§ 1. Mr. GINNELL
asked the Secretary of State for Foreign Affairs whether he will request the American Ambassador and the representatives here of other neutral countries to arrange for the attendance of a special representative of each of their respective countries at the full and searching inquiry promised into the recent incidents in Dublin?
§ The SECRETARY of STATE for FOREIGN AFFAIRS (Sir E. Grey)

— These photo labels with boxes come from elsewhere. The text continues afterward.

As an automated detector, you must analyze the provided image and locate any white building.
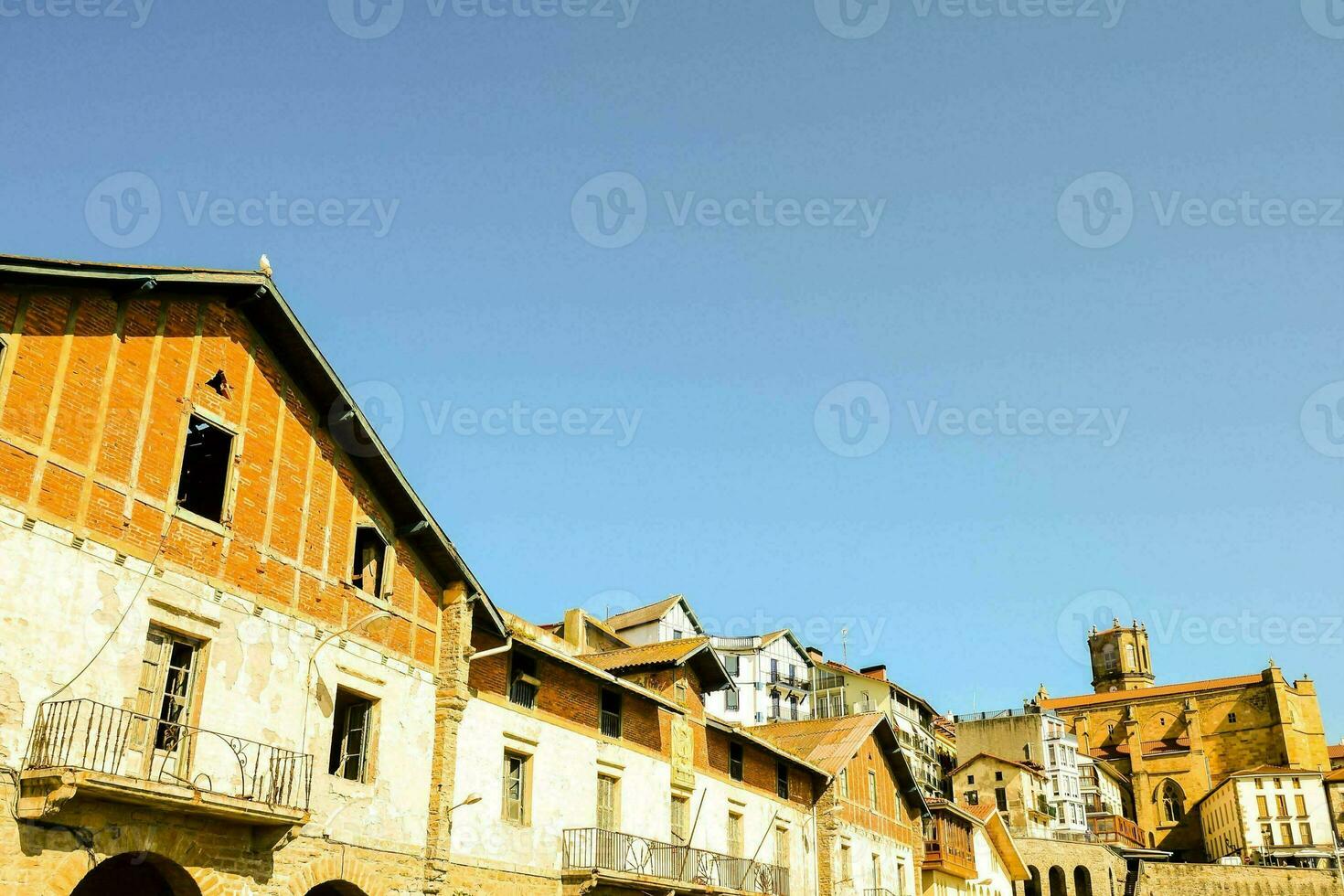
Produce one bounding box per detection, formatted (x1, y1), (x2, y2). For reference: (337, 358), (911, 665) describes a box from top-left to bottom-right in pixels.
(706, 630), (812, 725)
(605, 593), (704, 645)
(452, 613), (829, 896)
(1196, 765), (1336, 868)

The answer is in the negative.
§ 52. Mr. DILLON
asked the Prime Minister whether he has any information as to the shooting of untried prisoners in Portobello Barracks; and whether, in view of the fact that the officer responsible for the shooting of Skeffington, Dickson, and M'Intyre remained in authority in Portobello Barracks up to 6th May, and that the military authorities in Dublin were not aware of the conduct of this officer for nine days after the shooting of these untried prisoners, he will order an impartial public inquiry into all that took place in the Portobello Barracks during the period following the deaths of Skeffington and his companions while the officer responsible was retained in a position of authority?
§ 55. Mr. DEVLIN
asked what will be the constitution of the tribunal which will conduct the public inquiry into the circumstances of the deaths of Messrs. Sheehy-Skeffington, Dickson, and M'Intyre, and what will be the method of procedure?
§ The PRIME MINISTER
As far as I am aware, the three persons named were the only prisoners shot in Portobello Barracks. The officer who is alleged to be responsible is about to be tried by court-martial, and the proceedings will be public. The matter is therefore sub judice, and until the trial is over I cannot determine the precise scope or method of the inquiry which I promised.
§ 53. Mr. DEVLIN
asked the Prime Minister if the Government will consider the question of ordering a full public inquiry into the circumstances under which fourteen men who did not take any part in the recent revolt in Dublin were shot during the occupation by the military of houses in North King Street; and, if so, whether the relatives of such deceased persons will be entitled to be professionally represented?
§ The PRIME MINISTER
The Government have just received the report of the Court of Inquiry which has been held into what took place in North King Street, and a dispatch from Sir John Maxwell dealing with this and other incidents of the rising. Until we have had an opportunity of considering these documents it is impossible to say whether any further inquiry is needed.